NY Glam: What role have film festivals played in your life so far?
It’s been a wide range of experiences from the ultra-glamorous to DIY family-sized screenings. I love it all. There are so many talented filmmakers out there. Right now, it’s a matter of navigating festivals in the time of Covid and seeing the creative ways the festivals will handle the pandemic. I’m here for all of it.
NY Glam: Is it harder to get started or to keep going? What was the particular thing that you had to conquer to do either?

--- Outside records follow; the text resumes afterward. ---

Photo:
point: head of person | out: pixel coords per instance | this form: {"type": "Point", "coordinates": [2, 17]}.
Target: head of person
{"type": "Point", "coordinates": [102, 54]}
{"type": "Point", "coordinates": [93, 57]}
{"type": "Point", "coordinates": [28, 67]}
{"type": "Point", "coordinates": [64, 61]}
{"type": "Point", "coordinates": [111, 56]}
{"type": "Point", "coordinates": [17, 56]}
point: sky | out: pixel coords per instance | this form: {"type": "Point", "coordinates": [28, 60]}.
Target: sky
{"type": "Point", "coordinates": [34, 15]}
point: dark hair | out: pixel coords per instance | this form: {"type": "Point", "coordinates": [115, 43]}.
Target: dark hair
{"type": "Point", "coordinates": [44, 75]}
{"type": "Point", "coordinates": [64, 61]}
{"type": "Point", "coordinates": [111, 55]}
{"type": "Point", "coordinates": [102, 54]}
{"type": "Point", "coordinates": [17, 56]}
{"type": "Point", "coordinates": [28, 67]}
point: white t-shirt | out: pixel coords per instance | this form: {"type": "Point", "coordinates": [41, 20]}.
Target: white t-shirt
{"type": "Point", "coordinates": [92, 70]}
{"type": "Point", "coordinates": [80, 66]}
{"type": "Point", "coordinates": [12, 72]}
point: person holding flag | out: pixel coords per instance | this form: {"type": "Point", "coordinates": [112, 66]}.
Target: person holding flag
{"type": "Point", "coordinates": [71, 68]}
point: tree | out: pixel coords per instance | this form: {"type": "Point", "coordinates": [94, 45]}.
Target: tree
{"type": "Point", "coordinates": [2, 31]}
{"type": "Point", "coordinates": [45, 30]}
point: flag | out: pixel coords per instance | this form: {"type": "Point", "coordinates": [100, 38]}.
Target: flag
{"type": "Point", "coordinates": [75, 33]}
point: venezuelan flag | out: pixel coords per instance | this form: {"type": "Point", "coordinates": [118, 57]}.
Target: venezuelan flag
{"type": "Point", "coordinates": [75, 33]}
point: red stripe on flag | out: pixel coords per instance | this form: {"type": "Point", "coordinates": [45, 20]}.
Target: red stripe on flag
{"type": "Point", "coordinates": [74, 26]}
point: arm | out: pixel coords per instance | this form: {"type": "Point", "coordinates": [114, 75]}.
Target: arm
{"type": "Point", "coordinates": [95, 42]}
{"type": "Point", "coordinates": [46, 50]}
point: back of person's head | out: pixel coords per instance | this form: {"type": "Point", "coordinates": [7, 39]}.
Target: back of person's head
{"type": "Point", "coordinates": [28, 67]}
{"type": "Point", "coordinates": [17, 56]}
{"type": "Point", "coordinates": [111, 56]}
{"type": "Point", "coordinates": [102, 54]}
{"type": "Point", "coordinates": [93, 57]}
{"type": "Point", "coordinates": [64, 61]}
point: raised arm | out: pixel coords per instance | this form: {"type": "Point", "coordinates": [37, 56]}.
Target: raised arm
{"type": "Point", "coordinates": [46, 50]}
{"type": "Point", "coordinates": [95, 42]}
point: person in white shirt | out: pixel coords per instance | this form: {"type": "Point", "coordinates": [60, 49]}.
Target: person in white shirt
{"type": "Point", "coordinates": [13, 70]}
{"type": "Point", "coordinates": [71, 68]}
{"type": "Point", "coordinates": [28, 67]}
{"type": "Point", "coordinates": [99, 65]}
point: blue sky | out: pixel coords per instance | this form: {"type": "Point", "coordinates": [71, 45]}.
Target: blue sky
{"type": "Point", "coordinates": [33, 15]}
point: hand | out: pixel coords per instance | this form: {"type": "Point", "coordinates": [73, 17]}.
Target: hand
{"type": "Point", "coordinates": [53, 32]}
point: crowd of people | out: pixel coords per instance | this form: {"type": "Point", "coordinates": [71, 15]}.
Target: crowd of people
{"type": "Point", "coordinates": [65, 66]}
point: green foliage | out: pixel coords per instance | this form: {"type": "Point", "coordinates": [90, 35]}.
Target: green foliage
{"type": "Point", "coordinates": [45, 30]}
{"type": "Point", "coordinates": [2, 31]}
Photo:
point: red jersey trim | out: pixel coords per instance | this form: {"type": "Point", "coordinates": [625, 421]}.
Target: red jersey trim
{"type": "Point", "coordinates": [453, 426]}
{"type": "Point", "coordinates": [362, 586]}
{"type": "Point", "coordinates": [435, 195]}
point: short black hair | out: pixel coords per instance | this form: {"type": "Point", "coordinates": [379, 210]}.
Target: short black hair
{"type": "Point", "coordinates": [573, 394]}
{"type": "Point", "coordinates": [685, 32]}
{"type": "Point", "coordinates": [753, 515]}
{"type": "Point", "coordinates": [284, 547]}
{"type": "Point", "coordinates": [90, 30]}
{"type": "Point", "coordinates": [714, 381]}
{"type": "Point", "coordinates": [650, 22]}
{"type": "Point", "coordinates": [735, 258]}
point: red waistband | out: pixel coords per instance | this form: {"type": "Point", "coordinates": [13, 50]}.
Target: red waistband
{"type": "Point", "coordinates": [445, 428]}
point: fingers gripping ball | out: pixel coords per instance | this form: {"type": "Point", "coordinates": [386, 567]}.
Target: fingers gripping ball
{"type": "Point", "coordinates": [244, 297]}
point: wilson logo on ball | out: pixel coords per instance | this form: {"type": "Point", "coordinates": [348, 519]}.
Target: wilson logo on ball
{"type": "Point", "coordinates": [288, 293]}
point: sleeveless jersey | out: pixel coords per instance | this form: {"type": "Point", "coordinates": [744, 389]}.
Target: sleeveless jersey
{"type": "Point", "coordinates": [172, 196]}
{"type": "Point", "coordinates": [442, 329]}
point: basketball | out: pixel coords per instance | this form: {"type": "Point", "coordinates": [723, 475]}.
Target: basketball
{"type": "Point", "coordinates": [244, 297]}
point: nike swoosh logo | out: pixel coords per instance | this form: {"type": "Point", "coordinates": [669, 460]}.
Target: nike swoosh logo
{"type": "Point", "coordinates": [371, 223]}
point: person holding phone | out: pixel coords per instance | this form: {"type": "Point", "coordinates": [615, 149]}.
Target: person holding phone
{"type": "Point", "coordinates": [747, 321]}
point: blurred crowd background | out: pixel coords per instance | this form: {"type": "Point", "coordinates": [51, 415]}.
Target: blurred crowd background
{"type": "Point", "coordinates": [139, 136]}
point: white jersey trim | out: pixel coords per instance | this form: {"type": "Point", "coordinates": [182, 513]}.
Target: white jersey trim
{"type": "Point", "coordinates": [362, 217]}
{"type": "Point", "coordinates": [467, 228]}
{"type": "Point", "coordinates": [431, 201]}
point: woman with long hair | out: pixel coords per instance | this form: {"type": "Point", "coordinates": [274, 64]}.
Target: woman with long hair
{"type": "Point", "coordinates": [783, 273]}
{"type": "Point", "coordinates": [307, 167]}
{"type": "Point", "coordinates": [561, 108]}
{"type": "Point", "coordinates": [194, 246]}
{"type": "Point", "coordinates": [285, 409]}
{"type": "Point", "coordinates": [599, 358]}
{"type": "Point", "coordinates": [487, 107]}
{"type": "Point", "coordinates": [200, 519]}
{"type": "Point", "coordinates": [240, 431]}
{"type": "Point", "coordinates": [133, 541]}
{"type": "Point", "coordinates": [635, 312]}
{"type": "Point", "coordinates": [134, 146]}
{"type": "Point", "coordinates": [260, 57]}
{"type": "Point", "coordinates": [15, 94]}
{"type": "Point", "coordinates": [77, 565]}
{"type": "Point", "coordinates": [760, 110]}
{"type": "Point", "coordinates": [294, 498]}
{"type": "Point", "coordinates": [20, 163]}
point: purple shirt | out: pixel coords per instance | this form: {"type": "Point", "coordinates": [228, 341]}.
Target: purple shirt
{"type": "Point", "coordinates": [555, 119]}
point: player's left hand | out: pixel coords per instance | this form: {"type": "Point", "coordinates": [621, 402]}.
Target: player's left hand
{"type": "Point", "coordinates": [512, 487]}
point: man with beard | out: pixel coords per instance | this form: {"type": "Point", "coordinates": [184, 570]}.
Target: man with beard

I think the hardest stage is 30% of the way into a project. Getting excited about an idea is easy. Rolling with momentum is easy. Pushing through the stage of “oh god, this idea actually sucks, and this is too hard, and what’s the point and this, and this is going to cost more than I make, and who will want to work on this with me?” is a slog. The thing that pushed me through was my loyalty to my collaborators and their generosity to me. I looked around to the good people that agreed to come on board, and someone always had an answer that restarted the engine.
NY Glam: How has your style evolved?
My style is a response to my idea and the resources I have to make a movie. My skills, techniques, and perspective as a filmmaker has grown, but these are just in service to the story I am curious about and the resources I have to make the project.
NY Glam: What has been your personal key to success?
I ask great people to collaborate.
NY Glam: What are you thinking about doing next?
Right now I am developing a feature horror film set in a women’s prison based off of my experiences teaching theater and acting in prisons in Chicago and New York City for the last five years.